My Real Children
- Hardcover edition
- Author: Jo Walton
- Language: English
- Genre: Fantasy literature, alternate history
- Publisher: Tor Books
- Publication date: May 20, 2014
- Publication place: United States
- Media type: Print, e-book
- Pages: 320 pp.
- Award: James Tiptree Jr. Award
- ISBN: 978-0765332653

= My Real Children =

2014 novel by Jo Walton

My Real Children is a 2014 alternate history novel by Welsh-Canadian writer Jo Walton, published by Tor Books. It was released on May 20, 2014.

==Plot==
In 2015, Patricia is 89 years old and living in a nursing home, with two mutually-exclusive sets of memories: one of a world where John F. Kennedy was killed by a bomb in 1963, and one of a world where Kennedy chose not to run in 1964 after an escalated Cuban Missile Crisis led to the nuclear obliteration of Miami and Kyiv—and, on a more personal level, one in which she went by "Trish", married a man and had four children before she was able to escape an unhappy marriage and become involved in politics, and one in which, as "Pat", she was a successful travel writer raising three children with her lesbian partner.
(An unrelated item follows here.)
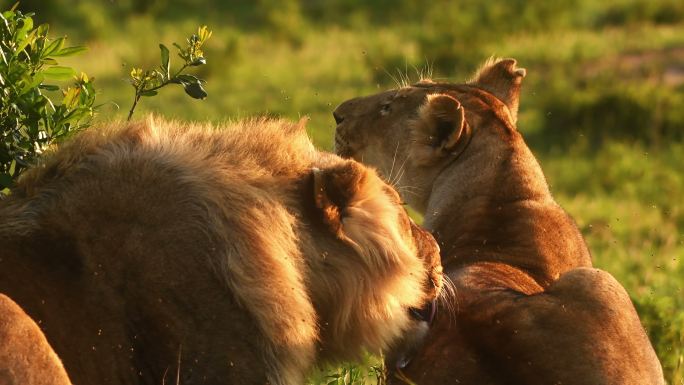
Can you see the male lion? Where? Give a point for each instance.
(528, 307)
(157, 252)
Both feel completely real, but both cannot be – even though both sets of children visit her.

==Patricia's two worlds==
In the Kennedy assassination timeline, there is accelerated nuclear disarmament, however. The Soviet Union liberalizes sooner and does not intervene in Hungary or Czechoslovakia when they withdraw from the Warsaw Pact peacefully. The USSR lands the first humans on the Moon in 1967 and as a result, the United States struggles to catch up in the space race in terms of construction of a space station and later, a moonbase of its own. In the Cuban War timeline, Pat, her lesbian partner Bee and their children watch aghast as Miami, Kyiv, Delhi, Tel Aviv, and several unspecified Chinese cities are subjected to nuclear attacks over a fifty-year interval. The incineration of Miami turns the United States isolationist and they do not become actively involved in the Vietnam War. The European Union becomes consolidated more rapidly than in our own world, but the European colonial powers do not pursue decolonization as it occurred within our universe. Pat encounters a devastating disease, anaplastic thyroid cancer, which kills several of her relatives as well as Bee in that universe. Trish finds a useful and constructive role in the lives of her children and grandchildren after her divorce from her obnoxious closeted gay husband Mark in the Kennedy assassination timeline, but although Pat finds herself in an idyllic relationship with Bee, despite the challenges of her lover's disablement after an IRA bombing campaign, and they raise several children, the surrounding world is darker than our own, given its intensive nuclear proliferation and the breaching of our world's taboo against the use of nuclear weapons during wartime.

==Reception==
Lev Grossman stated that My Real Children is a "quiet triumph", and compared it to the works of Alice Munro, and to Philip K. Dick's The Man in the High Castle, while Robert Wiersema described it as having "achingly beautiful prose and carefully crafted characters". Cory Doctorow said that it was a "standout" even when compared to Walton's other works, and that it "literally kept [him] up all night, weeping uncontrollably with the most astounding mixture of joy and sorrow", while at NPR, Amal El-Mohtar said that to call the book "elegant" was not enough.

The novel won the 2014 James Tiptree, Jr. Award, and was a finalist for the 2015 World Fantasy Award—Novel, the Aurora Award for Best Novel, the 2015 Sunburst Award for Adult Novel, and the 2015 Sidewise Award for Alternate History.

==Genre==
Walton has described the novel as an "attempt to meld the genres of women's fiction and SF."